Paul Gerhard Braune

Geboren 16.12.1887 in Tornow/Neumark, gestorben 19. September 1954 in BethelPfarrer, Leiter der Hoffnungstaler Anstalten Lobetal

Der in einem preußisch-konservativem Milieu sozialisierte und im  Geiste Adolf Stöckers erzogene Pfarrerssohn studierte von 1906-1909 Theologie in Bethel, Halle und Berlin. Prägend war die Begegnung mit Friedrich von Bodelschwingh d.Ä. und die praktische Mitarbeit in Bethel.

1913 ordiniert, übernahm Braune die Pfarrstelle in Hohenkrähnig/Neumark, folgte jedoch schon 1922 einem Ruf Friedrich von Bodelschwinghs d.J. und wurde Leiter der durch Krieg und Nachkrieg in ökonomische Not geratenen Hoffnungstaler Anstalten Lobetal nördlich von Bernau b. Berlin, die er sanierte. Durch die Gründung zahlreicher Arbeiterkolonien rund um Berlin entwickelte sich das Werk unter seiner Ägide zum größten Verbund von Wandererführsorgeeinrichtungen im Reich.

Seit 1926 führte Braune die Geschäfte der drei reichsweit agierenden interkonfessionellen Wandererführsorgeverbände. In seinen von Pragmatismus und Vehemenz gekennzeichneten Verhandlungen auf ministerialer Ebene eröffnete er den Zugriff auf Finanzierungsquellen der sozialen Sicherungssysteme der Weimarer Republik. Das politische System lehnte er als Deutschnationaler jedoch in Gegnerschaft zur Sozialdemokratie ab.

Seit 1926 Mitglied im Centralausschuss für die Innere Mission, wurde Braune 1932 dessen Vizepräsident. In dem durch Vertreter der Deutschen Christen dominierten Vorstand trat er konsequent gegen eine Vereinnahmung der Inneren Mission durch die Nationalsozialistische Volkswohlfahrt ein.

Als bedeutender Akt protestantischen Widerstandes im Nationalsozialismus gilt  Braunes Kampf gegen die sog.
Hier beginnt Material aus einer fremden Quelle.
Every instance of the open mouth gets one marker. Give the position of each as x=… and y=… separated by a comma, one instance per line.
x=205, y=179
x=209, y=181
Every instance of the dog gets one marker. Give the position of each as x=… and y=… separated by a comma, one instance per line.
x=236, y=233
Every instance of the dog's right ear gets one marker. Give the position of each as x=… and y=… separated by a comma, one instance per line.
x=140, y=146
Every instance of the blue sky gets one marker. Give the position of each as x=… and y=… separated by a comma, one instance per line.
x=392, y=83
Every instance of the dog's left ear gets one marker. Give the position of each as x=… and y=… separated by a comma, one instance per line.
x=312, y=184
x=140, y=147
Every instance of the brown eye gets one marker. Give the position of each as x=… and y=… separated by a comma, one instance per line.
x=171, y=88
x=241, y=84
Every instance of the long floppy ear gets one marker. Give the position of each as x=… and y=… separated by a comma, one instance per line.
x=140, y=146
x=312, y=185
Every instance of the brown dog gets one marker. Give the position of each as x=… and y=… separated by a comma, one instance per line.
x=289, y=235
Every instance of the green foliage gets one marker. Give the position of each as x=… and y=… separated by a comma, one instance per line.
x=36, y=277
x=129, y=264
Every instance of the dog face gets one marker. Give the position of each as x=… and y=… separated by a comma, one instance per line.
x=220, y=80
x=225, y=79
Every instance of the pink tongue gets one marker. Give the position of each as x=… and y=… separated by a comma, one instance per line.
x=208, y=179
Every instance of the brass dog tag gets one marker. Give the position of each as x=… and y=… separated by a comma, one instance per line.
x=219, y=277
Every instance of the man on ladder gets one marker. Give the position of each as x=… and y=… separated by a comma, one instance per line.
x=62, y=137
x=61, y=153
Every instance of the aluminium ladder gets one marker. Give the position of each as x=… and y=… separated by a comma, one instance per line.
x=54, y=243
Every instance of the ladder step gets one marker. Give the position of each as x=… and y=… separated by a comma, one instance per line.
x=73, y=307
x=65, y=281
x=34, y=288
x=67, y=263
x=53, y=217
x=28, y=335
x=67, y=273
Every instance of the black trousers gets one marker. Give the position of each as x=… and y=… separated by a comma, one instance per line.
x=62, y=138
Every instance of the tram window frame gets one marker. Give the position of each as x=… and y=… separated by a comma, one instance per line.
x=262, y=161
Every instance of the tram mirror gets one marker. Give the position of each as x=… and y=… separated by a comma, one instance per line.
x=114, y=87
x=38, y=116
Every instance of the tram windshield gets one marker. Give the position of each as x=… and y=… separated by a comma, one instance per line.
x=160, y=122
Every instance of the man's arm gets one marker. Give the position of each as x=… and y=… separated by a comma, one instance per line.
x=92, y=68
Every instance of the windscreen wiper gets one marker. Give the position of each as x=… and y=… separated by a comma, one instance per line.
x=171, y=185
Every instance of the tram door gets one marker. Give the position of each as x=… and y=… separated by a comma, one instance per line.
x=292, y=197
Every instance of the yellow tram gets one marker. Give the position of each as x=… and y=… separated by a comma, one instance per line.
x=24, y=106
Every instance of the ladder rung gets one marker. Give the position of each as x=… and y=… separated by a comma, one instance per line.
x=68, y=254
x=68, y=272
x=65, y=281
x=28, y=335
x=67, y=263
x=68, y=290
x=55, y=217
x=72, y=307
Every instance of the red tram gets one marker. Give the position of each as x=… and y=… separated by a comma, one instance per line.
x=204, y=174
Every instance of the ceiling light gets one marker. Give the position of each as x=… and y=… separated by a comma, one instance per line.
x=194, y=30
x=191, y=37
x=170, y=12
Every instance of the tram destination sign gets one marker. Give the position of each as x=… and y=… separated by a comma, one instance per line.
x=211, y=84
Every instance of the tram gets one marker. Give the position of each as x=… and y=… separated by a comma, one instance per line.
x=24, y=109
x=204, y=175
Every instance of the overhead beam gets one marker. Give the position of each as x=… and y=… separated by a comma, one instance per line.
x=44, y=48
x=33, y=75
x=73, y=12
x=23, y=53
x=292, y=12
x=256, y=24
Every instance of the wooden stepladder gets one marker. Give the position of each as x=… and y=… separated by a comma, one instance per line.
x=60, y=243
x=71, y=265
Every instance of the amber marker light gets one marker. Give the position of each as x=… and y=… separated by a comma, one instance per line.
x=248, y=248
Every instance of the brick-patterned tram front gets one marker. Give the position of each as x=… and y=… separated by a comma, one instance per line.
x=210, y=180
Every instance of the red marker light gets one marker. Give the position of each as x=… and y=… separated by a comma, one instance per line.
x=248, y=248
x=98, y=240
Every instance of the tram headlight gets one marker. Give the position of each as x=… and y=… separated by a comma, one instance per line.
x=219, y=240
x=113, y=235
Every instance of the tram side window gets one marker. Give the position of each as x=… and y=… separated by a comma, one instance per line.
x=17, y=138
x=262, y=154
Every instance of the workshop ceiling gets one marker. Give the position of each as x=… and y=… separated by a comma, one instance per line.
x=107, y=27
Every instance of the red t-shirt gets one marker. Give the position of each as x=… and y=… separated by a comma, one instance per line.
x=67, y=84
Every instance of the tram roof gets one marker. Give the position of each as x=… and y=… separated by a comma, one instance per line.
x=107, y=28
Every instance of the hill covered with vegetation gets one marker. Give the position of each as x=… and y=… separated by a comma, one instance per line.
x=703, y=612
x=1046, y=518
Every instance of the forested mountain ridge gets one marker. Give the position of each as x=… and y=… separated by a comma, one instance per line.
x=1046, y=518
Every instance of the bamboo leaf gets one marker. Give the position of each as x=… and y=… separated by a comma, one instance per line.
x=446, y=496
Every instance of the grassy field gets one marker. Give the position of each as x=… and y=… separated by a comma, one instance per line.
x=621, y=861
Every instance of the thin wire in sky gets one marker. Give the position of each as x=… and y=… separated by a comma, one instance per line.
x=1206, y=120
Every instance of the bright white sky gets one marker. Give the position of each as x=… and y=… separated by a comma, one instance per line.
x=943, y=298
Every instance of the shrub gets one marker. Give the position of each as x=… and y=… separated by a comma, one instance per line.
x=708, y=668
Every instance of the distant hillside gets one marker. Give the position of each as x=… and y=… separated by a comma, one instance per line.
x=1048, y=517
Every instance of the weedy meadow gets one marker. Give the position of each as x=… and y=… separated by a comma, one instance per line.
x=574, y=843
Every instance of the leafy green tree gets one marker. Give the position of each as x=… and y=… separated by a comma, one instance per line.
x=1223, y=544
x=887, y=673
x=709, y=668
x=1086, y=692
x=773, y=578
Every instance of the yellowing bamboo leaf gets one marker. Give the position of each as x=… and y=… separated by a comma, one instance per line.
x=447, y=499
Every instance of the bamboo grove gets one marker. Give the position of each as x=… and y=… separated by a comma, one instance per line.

Euthanasie im Zusammenwirken mit Friedrich von Bodelschwingh d.J.. Es gelang ihm, den Abtransport von Bewohnerinnen zu verhindern. Informationen über planmäßige Verlegungen und massenhafte Todesmeldungen aus dem gesamten Reichsgebiet verdichtete er zu einer Denkschrift, die in der Reichskanzlei abgegeben wurde. Braunes Kampf gegen die Euthanasie und gegen die Vereinnahmung der Inneren Mission führten 1940 zu seiner Inhaftierung durch die Gestapo.

Insbesondere nach der sog. Reichskristallnacht half Braune in engem Zusammenwirken mit dem Büro Grüber  und nach Auflösung des Büros konspirativ, zahlreichen sog. nichtarischen Christen und jüdischen Menschen, von denen einige in den Hoffnungstaler Anstalten bewahrt werden konnten. 1943 setzte sich Braune für verhaftete homosexuelle Bewohner der Hoffnungstaler Anstalten ein und schrieb, erfolglos, Gnadengesuche für die zum Tode Verurteilten.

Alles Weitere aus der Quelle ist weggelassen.